La sociedad colombiana ha terminado por normalizar unas conductas que son a todas luces anómalas. Desde hace cinco décadas, hemos aprendido a vivir con la presencia permanente del narcotráfico y con unos niveles de violencia asesina que aún hoy son más de cuatro veces mayores al promedio mundial.
También nos acostumbramos, a un conflicto armado que no logra terminarse a pesar de los interminables esfuerzos de negociación en los cuales el Estado renuncia a su tarea esencial de imponer la ley y hacer justicia y premia con impunidad a los violentos.
Nada de eso es normal, usual, ordinario, razonable. En un estado civilizado la regla fundamental es la de la aplicación de la ley a quien la viole y la de la justicia para quien delinca, no la de la claudicación estatal y el premio al criminal. La impunidad, está probado, invita a la repetición de la conducta delictual y siembra nuevas violencias.
Peor, ahora los violentos saben que aunque se hayan negado a aceptar los beneficios que les dio Santos a sus compinches, las disidencias de las Farc, o, más grave, hayan traicionado los acuerdos que negociaron y sigan matando, los reincidentes, con Petro tienen otra oportunidad más de conseguir impunidad y privilegios. Una certeza que, para rematar, Petro quiere extender a los grupos criminales que jamás han tenido pretensión política alguna.
Así que nos acostumbramos no solo a que los violentos no paguen por sus delitos, muchos de ellos crímenes de guerra y de lesa humanidad, sino a que los asesinos, secuestradores y violadores que hacen parte de grupos violentos, es decir, que han matado mucho y por mucho tiempo, no solo queden impunes sino que accedan al poder sin restricción alguna.
A todo este comportamiento estatal anómalo y a la paralela tolerancia social con la anomalía, hay que sumarle la común ausencia de arrepentimiento real de los bandidos por los delitos cometidos y su cínica y frecuente pretensión de dar clases de moral, de levantarse como censores éticos de la sociedad.

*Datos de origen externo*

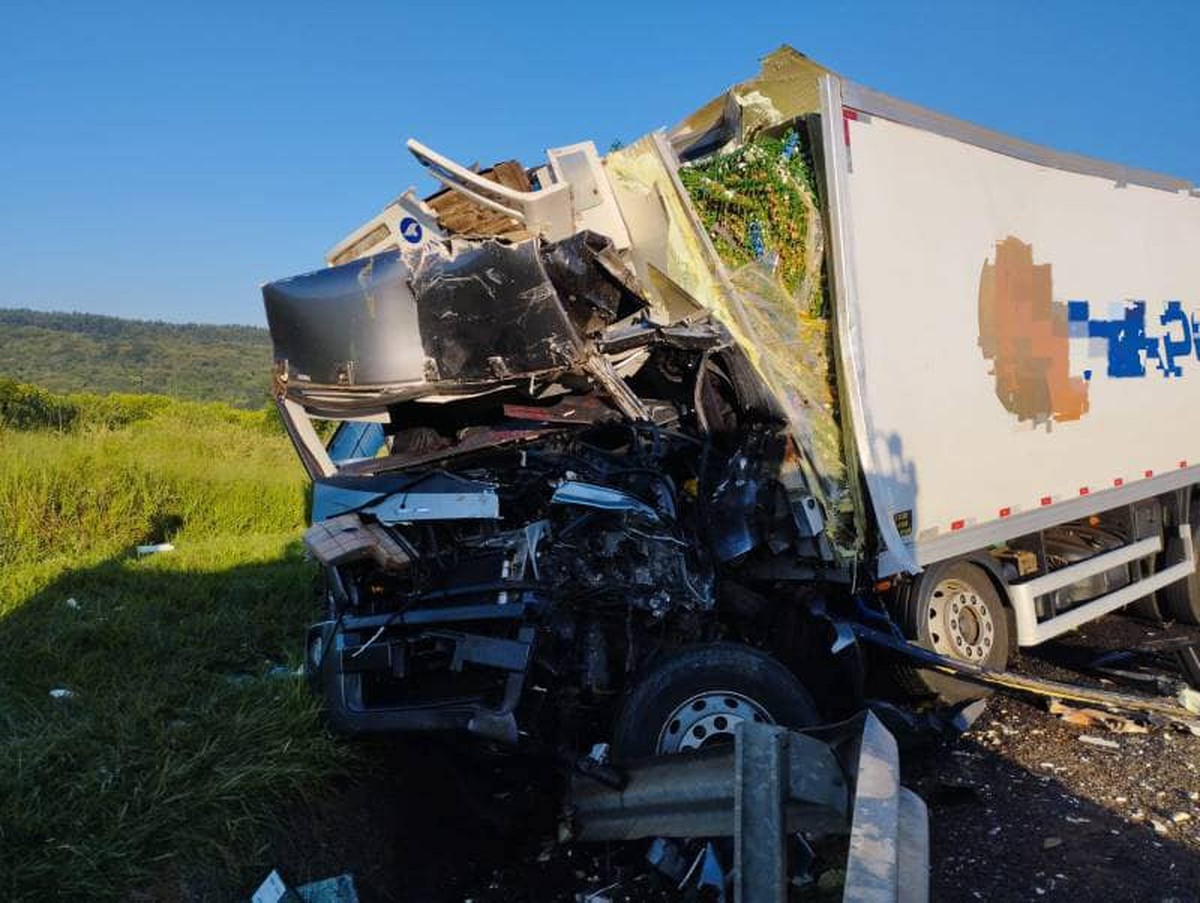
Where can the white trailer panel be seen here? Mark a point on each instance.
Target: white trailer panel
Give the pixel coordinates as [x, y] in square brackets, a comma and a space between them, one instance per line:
[1018, 327]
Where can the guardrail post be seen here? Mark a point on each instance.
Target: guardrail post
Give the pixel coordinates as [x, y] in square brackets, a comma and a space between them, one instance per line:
[760, 853]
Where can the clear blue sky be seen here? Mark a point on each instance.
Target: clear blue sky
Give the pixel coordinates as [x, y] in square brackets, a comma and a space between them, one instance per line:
[162, 160]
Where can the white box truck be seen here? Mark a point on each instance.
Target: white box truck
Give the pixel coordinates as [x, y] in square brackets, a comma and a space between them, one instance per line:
[627, 442]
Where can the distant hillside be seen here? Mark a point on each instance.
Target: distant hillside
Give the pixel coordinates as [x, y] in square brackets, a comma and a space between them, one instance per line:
[84, 352]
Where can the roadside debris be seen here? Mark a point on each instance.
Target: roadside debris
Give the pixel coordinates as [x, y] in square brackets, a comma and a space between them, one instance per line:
[330, 890]
[155, 549]
[1093, 717]
[1098, 741]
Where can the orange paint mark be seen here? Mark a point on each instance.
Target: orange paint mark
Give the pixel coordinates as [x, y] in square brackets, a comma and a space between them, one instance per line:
[1023, 332]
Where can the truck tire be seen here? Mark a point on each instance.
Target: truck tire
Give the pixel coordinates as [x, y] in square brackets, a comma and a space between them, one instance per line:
[1181, 599]
[955, 610]
[695, 697]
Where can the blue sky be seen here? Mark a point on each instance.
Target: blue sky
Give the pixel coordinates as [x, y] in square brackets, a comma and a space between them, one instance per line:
[162, 160]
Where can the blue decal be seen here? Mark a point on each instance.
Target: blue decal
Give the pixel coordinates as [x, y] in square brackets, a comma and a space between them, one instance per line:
[1173, 347]
[1126, 345]
[411, 229]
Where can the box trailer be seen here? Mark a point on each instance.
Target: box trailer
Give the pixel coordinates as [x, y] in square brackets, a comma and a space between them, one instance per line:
[627, 441]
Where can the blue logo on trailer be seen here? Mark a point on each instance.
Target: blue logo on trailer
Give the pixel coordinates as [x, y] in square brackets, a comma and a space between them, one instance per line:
[1129, 346]
[411, 229]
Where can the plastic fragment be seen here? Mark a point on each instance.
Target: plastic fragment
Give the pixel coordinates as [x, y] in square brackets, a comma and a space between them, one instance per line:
[155, 548]
[1098, 741]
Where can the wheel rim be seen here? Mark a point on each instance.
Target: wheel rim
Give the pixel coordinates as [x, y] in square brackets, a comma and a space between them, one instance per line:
[706, 719]
[960, 623]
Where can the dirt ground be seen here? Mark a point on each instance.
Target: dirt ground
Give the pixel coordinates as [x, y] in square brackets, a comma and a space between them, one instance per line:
[1023, 807]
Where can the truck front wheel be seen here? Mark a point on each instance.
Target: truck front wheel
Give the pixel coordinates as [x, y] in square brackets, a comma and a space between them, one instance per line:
[697, 695]
[955, 610]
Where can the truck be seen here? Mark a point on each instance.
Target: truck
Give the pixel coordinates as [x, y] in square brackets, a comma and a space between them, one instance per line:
[623, 448]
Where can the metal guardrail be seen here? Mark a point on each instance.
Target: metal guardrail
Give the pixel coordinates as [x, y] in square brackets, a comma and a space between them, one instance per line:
[772, 783]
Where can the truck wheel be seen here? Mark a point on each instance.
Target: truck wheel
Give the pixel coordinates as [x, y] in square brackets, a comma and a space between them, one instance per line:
[954, 610]
[1181, 599]
[694, 698]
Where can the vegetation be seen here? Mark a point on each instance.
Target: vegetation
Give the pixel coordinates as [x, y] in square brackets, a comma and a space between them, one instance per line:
[82, 352]
[177, 727]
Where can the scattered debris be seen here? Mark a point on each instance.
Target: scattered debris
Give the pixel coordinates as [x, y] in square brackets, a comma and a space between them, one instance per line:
[155, 549]
[339, 889]
[1095, 717]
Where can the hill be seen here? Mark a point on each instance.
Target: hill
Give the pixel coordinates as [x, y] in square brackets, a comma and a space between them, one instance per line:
[85, 352]
[150, 719]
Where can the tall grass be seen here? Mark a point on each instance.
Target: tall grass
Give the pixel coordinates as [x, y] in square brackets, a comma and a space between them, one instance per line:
[159, 773]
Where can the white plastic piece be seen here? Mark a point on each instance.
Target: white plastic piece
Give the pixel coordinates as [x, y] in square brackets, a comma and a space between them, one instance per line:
[546, 211]
[592, 197]
[406, 222]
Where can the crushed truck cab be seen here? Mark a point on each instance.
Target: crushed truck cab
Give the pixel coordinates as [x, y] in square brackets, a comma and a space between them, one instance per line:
[625, 442]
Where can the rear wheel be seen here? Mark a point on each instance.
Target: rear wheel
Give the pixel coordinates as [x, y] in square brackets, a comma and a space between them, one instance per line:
[696, 697]
[955, 610]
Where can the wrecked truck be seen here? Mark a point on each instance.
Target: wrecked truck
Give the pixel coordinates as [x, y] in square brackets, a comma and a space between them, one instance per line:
[625, 444]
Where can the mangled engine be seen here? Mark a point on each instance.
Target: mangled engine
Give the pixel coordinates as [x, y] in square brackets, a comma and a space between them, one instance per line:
[541, 573]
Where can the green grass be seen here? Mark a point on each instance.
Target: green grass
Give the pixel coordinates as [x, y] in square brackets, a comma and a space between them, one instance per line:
[159, 777]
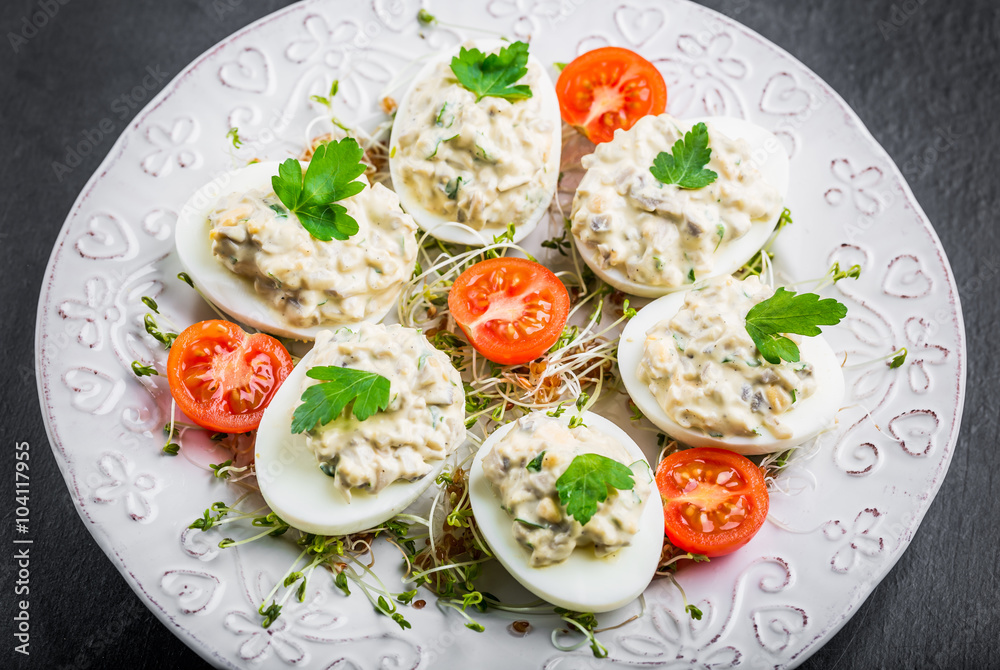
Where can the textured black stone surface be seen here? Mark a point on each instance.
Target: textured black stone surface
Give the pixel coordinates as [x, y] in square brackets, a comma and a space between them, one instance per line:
[928, 65]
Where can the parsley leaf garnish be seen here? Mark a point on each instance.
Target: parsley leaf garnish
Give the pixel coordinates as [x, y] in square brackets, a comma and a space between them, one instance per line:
[586, 481]
[493, 75]
[788, 312]
[535, 464]
[685, 165]
[330, 177]
[324, 402]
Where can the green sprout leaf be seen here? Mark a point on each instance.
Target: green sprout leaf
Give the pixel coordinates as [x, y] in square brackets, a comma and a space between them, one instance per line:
[685, 165]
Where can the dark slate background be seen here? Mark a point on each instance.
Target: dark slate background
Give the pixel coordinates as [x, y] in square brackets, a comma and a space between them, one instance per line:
[939, 62]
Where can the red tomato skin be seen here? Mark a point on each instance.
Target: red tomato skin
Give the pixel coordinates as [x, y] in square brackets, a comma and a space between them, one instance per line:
[680, 534]
[216, 414]
[621, 83]
[486, 340]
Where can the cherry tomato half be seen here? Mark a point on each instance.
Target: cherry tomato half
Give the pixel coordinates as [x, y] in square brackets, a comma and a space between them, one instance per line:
[511, 309]
[714, 500]
[609, 88]
[223, 378]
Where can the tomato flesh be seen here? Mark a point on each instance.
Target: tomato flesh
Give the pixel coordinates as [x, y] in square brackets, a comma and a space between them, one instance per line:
[714, 500]
[222, 378]
[511, 309]
[609, 88]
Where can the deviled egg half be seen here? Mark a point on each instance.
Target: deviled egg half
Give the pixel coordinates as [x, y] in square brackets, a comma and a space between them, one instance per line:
[692, 368]
[465, 167]
[649, 238]
[596, 566]
[349, 475]
[252, 257]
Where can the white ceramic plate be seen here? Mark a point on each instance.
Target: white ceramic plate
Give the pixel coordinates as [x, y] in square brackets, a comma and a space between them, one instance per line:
[844, 518]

La desviación ética, sin embargo, ha encontrado nuevas cimas con Petro. Por un lado, no es solo que gobiernen quienes debían estar en la cárcel sino la retaliación, la venganza de los criminales contra quienes los combatieron. Esta semana, el gobierno le retiró sus condecoraciones al general Arias Cabrales, jefe operativo de la recuperación del Palacio de Justicia. Por el otro, es también el propósito de reescribir la historia desde el gobierno. Esta misma semana, y no es coincidencia, Petro impulsó unos actos de conmemoración por los cincuenta años del robo de la espada de Bolívar por el M19.
Más allá de la mezquindad contra Arias Cabrales, y, de contera, contra las Fuerzas Militares, preocupa el uso de las instituciones y el presupuesto estatal ya no solo en el empeño de lavarle la cara al Eme sino de convertirlo en “fundamental para la democracia”, según palabras del director del Museo Nacional. Según él, “hablar de recuperación o robo es una toma de partido y estamos recuperando el lenguaje del grupo insurgente que realizó este acto, que fue político y fundacional”. Es la misma línea de llamar retención al secuestro e impuesto a la extorsión y de, palabras de Petro, quitarle una i a “ilícito”.
En fin, si de tomar partido se trata, no debería haber duda, en especial para un funcionario gubernamental: hay que hacerlo por la democracia y el estado de derecho y, por tanto, de la Constitución y la ley que prohiben la violencia y establecen que hurtar lo ajeno es un delito, no una “recuperación”, por mucho que los bandidos de entonces, autores del robo de la espada y responsables de la muerte 101 personas en el Palacio de Justicia, estén ahora en el poder.